Alternativelly, there is the 'ultrafast bootstrap' option in IQtree. The minumum for this is 1000 bootstraps, so I'd like to do double by including the parameter: `-bb 2000`. Additionally, I highly recommend also running the approximate likelyhood ratio test for 2000 bootstraps at the same time by including parameters `-alrt 2000`. This adds a minimal amount of run time and makes interpretation of your tree a lot more reliable.

As the [IQtree FAQ](http://www.iqtree.org/doc/Frequently-Asked-Questions#how-do-i-interpret-ultrafast-bootstrap-ufboot-support-values) says: typically you start believing a clade when the ultra fast bootstraps => 95 and alrt => 80. Interpretation of these values is not linear like 'normal' bootstrap, hence if you lower the threshold of ultrafast bootstraps to 90, you will likely enormously overestimate your results. 

**other command-line options**

In the commandline I wrote below, I instruct iqtree to use no more CPU cores than your computer has, but also to find the optimum amount of cores (more is not always better). Second, a prefix is defined to store the different trees that IQtree wil make.

**More info**
* iqtree tutorial: http://www.iqtree.org/doc/Tutorial
* aLRT: https://www.ncbi.nlm.nih.gov/pubmed/16785212





## running IQtree

Now these are all trimmed alignments you have available. 
Choose one to start with (based on your fasttrees or inspections of your alignments).

Make sure that 
1. the path to this alignment is the variable `$a` 
2. you choose an appendix based on your iqtree settings

In [None]:
ls data/alignments_trimmed/"$inseq"_aligned*fasta

In [None]:
a=data/alignments_trimmed/"$inseq"_aligned....fasta

#iqpendix='iqtree-b200'
iqpendix='iqtree-bb2000-alrt2000'

echo "making a tree of file $a"
echo "The first lines of alignment $a look like this"
head $a

file_appendix=$(echo $a | cut -d '/' -f 3- | sed "s/$inseq\_//" | sed "s/.fasta//")
echo "Making a directory $file_appendix to store trees (name based on alignment filename)"

if   [ ! -d    analyses/"$inseq"_trees/"$file_appendix" ]
then mkdir -p  analyses/"$inseq"_trees/"$file_appendix" 
fi

iqprefix=analyses/"$inseq"_trees/"$file_appendix"/"$inseq"_"$file_appendix"_"$iqpendix"
if   [ ! -f analyses/"$inseq"_trees/"$file_appendix"/"$inseq"_"$file_appendix"_iqtree-bb1000.tree ]
then nice iqtree -s $a \
                 -m MFP \
                 -bb 2000 \
                 -alrt 2000 \
                 -nt AUTO \
                 -ntmax $(nproc)  \
                 -pre  "$iqprefix" \
                 2>   "$iqprefix".stderr \
                 >    "$iqprefix".stdout
#    cat "$iqprefix".out | mail -s IQtree_run your_e-mail@email.com
fi

In [None]:
ls $iqprefix* -1

You can have a look at the last lines of your log file like this:

In [None]:
tail -n 40 $iqprefix.log

Are you content with your tree?
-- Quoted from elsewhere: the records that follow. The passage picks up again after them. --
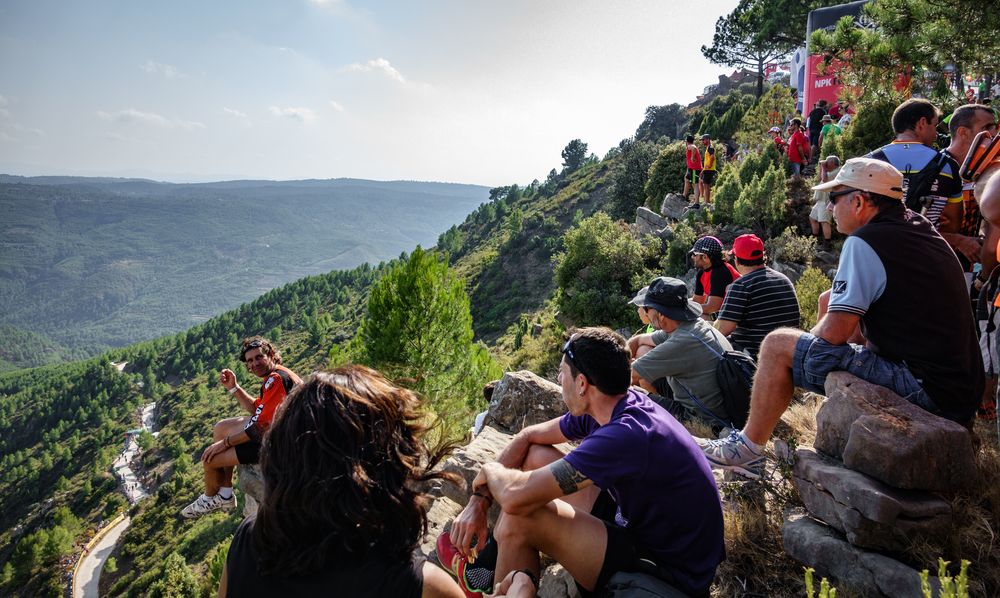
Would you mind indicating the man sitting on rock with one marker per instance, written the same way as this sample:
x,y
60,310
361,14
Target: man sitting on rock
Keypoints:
x,y
237,439
659,511
684,353
759,301
898,278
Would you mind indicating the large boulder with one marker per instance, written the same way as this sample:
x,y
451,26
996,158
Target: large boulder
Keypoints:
x,y
869,513
674,206
874,431
849,568
648,222
467,460
522,399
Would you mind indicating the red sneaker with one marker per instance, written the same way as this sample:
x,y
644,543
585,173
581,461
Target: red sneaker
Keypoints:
x,y
457,565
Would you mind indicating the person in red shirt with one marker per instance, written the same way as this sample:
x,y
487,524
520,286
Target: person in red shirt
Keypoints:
x,y
238,439
692,159
798,147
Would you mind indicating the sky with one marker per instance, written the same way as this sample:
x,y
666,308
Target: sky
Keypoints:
x,y
464,91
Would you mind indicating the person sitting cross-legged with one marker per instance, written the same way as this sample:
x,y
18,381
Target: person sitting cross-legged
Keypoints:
x,y
659,511
899,279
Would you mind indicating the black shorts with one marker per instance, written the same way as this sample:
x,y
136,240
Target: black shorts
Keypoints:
x,y
248,453
622,552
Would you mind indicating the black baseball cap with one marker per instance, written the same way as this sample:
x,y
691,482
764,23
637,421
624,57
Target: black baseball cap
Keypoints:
x,y
669,297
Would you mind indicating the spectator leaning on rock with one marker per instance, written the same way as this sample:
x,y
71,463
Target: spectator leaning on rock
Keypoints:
x,y
965,123
341,515
692,174
684,353
714,275
899,280
819,217
238,439
915,124
635,495
798,147
759,301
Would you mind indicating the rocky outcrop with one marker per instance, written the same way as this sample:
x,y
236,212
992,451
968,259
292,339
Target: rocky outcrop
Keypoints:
x,y
870,486
674,207
522,399
252,484
874,431
648,222
867,573
868,512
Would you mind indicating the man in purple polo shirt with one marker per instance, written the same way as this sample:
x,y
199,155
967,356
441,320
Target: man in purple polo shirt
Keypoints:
x,y
659,511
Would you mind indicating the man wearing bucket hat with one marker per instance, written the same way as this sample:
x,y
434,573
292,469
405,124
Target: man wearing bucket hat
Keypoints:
x,y
898,280
684,351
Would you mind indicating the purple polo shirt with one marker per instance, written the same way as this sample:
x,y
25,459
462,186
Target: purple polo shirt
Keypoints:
x,y
661,481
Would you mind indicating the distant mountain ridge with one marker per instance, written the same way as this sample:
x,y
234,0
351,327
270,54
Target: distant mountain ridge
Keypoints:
x,y
100,262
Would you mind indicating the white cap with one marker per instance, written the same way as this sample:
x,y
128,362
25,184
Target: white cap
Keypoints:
x,y
868,174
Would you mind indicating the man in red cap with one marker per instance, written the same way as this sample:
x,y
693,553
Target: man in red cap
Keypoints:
x,y
897,279
759,301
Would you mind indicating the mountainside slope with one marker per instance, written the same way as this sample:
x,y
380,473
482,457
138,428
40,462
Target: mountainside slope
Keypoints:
x,y
99,263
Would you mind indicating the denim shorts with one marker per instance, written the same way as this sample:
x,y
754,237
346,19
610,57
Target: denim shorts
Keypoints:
x,y
815,358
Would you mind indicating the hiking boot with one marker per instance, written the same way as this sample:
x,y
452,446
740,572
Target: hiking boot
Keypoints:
x,y
733,454
206,504
474,581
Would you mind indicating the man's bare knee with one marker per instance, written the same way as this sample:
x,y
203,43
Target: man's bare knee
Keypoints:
x,y
540,456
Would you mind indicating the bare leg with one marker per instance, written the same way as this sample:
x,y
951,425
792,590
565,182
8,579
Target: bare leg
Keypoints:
x,y
576,539
772,385
222,429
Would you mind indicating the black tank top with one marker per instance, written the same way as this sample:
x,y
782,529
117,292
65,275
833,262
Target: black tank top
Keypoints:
x,y
370,577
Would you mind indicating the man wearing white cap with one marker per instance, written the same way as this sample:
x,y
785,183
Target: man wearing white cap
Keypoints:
x,y
898,279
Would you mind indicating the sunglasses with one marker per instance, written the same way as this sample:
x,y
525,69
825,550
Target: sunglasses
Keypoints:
x,y
838,194
567,350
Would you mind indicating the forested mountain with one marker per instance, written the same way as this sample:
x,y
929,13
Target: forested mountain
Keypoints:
x,y
97,263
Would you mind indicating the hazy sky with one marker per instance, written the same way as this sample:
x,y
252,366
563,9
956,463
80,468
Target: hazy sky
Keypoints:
x,y
463,91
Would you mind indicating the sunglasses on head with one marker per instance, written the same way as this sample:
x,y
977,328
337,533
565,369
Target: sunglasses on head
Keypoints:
x,y
567,350
838,194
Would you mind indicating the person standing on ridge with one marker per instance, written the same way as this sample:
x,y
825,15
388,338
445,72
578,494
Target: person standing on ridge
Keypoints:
x,y
238,439
692,159
707,169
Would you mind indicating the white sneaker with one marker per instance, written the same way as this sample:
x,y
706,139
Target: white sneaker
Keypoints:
x,y
206,504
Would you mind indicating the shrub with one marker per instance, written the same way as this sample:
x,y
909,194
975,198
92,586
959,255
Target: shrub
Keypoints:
x,y
790,247
808,289
601,269
666,175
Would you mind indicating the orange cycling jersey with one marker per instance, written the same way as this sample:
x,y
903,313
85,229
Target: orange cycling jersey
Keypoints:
x,y
273,391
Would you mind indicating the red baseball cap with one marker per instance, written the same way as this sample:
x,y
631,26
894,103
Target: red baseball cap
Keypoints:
x,y
748,247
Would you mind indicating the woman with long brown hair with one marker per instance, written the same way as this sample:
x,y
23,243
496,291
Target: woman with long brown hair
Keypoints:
x,y
341,513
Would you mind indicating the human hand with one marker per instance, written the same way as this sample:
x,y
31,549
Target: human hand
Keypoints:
x,y
517,584
227,378
470,527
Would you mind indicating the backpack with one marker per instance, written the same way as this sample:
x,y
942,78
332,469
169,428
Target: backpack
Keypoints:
x,y
734,373
919,185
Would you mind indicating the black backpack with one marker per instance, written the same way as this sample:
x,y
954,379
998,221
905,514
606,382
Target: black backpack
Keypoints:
x,y
918,186
734,373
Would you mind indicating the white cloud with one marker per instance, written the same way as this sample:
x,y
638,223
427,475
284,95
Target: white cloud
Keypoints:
x,y
157,68
234,112
378,64
294,113
133,116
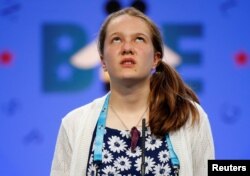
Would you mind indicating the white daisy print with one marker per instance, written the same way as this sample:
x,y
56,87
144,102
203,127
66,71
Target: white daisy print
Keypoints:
x,y
94,146
152,143
91,158
148,132
111,171
134,154
162,170
107,157
122,163
125,133
163,156
149,164
116,144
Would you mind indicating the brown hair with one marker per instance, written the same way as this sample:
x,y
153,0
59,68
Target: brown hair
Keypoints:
x,y
171,101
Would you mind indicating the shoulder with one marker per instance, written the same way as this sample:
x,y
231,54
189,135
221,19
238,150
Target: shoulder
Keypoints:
x,y
77,116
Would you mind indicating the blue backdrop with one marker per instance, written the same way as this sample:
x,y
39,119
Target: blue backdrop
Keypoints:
x,y
41,78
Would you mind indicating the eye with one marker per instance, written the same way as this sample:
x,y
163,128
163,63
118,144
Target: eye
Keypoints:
x,y
140,39
116,40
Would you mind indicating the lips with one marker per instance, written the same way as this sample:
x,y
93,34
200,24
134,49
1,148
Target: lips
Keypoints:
x,y
128,61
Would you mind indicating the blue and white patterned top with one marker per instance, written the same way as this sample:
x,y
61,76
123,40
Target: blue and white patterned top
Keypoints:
x,y
119,160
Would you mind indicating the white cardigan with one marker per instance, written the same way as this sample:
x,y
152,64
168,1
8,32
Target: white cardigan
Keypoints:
x,y
192,144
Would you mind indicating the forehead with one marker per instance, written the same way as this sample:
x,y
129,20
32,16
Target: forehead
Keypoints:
x,y
126,23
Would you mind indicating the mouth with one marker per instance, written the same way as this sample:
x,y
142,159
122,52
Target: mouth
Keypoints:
x,y
127,62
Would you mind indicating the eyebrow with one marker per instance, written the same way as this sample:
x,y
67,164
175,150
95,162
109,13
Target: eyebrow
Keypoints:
x,y
134,34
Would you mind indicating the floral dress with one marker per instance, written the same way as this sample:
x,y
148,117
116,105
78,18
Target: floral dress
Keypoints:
x,y
119,160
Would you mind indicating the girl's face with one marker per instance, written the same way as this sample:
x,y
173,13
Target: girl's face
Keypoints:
x,y
128,50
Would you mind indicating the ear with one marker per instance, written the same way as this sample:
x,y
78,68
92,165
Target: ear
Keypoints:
x,y
157,58
103,64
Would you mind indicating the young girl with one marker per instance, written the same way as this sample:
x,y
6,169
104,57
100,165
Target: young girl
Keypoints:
x,y
150,123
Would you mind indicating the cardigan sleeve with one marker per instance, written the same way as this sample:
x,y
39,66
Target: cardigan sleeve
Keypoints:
x,y
62,155
202,145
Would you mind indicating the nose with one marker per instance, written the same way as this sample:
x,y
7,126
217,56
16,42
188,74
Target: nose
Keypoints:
x,y
127,48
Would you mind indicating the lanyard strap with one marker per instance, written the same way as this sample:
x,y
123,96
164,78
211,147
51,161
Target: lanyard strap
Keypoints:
x,y
173,157
100,131
100,135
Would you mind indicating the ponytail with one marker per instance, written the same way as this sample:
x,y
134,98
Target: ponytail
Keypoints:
x,y
170,101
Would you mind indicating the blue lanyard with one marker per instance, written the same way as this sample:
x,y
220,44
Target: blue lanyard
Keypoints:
x,y
100,135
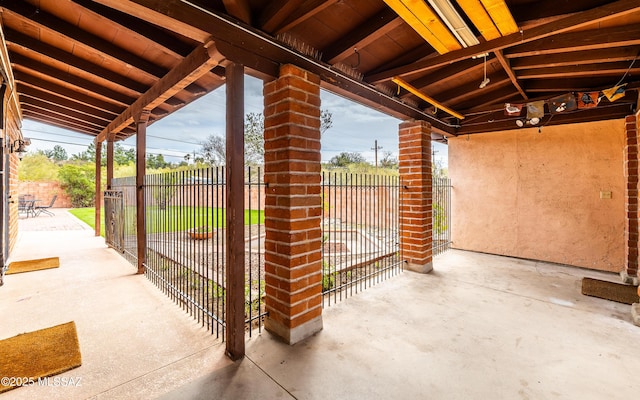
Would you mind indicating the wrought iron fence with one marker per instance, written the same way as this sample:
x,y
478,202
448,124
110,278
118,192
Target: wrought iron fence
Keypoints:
x,y
441,216
185,224
360,232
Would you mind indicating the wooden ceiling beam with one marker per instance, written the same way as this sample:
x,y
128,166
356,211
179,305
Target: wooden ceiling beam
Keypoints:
x,y
139,26
422,19
501,16
597,39
307,9
566,85
18,39
239,9
585,18
584,70
272,54
276,12
478,15
576,58
30,15
366,33
443,75
199,62
57,109
543,9
60,119
36,93
612,111
22,63
453,97
34,116
507,68
25,78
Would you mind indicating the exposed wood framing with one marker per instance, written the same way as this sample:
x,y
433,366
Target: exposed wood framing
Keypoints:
x,y
235,255
507,68
204,58
599,14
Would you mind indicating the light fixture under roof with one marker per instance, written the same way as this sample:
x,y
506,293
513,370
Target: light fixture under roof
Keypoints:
x,y
454,22
486,80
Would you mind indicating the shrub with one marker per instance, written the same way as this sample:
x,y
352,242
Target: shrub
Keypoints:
x,y
79,183
37,167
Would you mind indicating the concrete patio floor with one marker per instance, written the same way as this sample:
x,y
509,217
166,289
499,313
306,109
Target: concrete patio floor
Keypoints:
x,y
478,327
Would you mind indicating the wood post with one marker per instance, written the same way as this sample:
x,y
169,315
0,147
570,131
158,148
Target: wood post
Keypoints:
x,y
235,258
109,163
98,187
141,157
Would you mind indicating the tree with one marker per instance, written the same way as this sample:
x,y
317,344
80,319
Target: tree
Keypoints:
x,y
326,121
213,150
122,156
345,158
254,138
79,183
58,153
156,161
388,160
37,167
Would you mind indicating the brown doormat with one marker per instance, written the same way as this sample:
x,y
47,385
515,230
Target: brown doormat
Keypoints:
x,y
38,354
618,292
17,267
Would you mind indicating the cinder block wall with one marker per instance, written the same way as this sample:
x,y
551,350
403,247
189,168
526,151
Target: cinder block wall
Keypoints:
x,y
44,191
557,196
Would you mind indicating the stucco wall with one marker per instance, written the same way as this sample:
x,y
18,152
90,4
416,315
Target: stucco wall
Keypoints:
x,y
538,195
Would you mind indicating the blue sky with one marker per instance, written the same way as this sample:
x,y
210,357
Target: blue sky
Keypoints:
x,y
355,128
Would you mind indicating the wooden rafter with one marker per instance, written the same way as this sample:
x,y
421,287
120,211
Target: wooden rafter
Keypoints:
x,y
501,16
585,70
366,33
480,18
54,98
239,9
599,14
426,23
26,79
170,43
199,62
18,39
399,81
307,10
512,76
575,58
596,39
33,18
88,86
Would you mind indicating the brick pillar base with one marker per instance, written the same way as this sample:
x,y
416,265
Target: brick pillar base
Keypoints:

Great news! If you want to do another run, I recommend copying the cell above and editing the copy. That way you keep the code for all trees you made. Don't forget to explain what you observed, why you're making a new tree, and what you're changing (remember this is your labjournal). 

# tree storage

For tree storage and sharing, I have yet to encounter a better tool than EMBLs [iToL](https://itol.embl.de/). It's a great interface for exploring and sharing trees with colleagues. You can browse to the treefile IQtree created on your computer and upload it to iToL. Alternativelly, you can copy paste the contents of the file to iToL. Make sure to keep the original filename as well! This file name now contains a brief summary of how this tree was made.